Она говорила ровным голосом, без выражения, как больной под наркозом. Потом глаза оживлялись, жизнь медленно возвращалась в них. Она смотрела на Лоба.
– Теперь вы понимаете, Эрве, что росли счастливым мальчиком.
– Извините, – протестовал Лоб. – В моей жизни был еще пансион.
Он рассказал ей о колледже близ Лондона. Но вскоре она подняла руку, давая понять, что все эти мелкие притеснения в счет не идут.

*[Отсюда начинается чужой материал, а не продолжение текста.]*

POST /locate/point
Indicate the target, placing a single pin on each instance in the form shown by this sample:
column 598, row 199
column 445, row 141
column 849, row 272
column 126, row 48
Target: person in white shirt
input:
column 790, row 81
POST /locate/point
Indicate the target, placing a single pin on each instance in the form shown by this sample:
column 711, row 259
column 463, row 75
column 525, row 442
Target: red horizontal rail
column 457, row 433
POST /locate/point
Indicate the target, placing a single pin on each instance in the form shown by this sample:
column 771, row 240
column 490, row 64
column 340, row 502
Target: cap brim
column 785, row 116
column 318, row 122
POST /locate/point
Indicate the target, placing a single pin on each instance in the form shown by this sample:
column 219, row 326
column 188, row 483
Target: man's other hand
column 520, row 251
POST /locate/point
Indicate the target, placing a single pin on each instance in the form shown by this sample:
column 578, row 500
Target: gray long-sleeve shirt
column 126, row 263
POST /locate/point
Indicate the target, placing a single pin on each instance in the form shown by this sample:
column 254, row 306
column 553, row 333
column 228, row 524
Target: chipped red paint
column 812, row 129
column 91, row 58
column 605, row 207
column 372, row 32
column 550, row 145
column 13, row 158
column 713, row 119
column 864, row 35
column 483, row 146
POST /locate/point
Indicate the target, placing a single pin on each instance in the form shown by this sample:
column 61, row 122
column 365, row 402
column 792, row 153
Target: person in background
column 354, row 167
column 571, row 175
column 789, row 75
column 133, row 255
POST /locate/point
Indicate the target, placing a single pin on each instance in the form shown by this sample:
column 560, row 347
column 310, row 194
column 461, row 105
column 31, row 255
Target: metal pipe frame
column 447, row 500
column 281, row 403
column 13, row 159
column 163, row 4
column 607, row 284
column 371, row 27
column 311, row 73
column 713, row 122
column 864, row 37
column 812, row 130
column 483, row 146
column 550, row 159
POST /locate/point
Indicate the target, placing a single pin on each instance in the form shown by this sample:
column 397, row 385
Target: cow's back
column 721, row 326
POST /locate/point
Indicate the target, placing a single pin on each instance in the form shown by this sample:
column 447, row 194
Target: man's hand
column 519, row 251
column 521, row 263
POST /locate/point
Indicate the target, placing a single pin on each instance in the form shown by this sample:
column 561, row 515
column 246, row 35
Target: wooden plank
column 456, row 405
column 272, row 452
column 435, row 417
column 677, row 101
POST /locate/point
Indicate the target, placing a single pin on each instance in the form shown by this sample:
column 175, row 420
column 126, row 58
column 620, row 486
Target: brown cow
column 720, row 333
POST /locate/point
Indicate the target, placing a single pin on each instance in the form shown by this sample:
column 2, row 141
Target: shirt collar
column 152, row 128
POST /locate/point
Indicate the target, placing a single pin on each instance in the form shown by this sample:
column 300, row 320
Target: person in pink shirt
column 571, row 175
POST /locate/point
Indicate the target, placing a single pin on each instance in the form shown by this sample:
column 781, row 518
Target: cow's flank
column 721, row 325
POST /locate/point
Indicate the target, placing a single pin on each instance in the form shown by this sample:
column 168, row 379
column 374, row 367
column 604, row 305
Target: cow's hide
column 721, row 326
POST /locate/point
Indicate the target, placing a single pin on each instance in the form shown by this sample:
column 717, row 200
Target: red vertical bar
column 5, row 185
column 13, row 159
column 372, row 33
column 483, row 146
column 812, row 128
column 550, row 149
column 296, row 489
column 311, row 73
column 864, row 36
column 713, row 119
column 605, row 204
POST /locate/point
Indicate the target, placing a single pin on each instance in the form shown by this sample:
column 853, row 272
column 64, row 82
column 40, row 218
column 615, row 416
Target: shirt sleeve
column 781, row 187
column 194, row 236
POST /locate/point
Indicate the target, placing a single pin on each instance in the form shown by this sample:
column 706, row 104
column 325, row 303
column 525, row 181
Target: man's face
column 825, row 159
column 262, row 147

– Представьте себе девочку на ферме среди животных. Я все время дрожала от страха. Люди, у которых я жила…
– Ваши дядя и тетя…
– Да… Они обо мне не заботились. Не любили меня, потому что я профессорская дочка… По крайней мере, так я поняла позднее… И потом, думаю, они тоже боялись. Возможно, из-за меня они чем-то рисковали… Все это немного запутано. Знаю только, что я хотела сбежать.
– Но куда?
– Не знаю. Таким вопросом я не задавалась. Я хотела убежать – и все… Я представляла собой опасность, и мне следовало уйти.
– Послушайте, извините меня, но я чего-то недопонимаю. Вы представляли опасность?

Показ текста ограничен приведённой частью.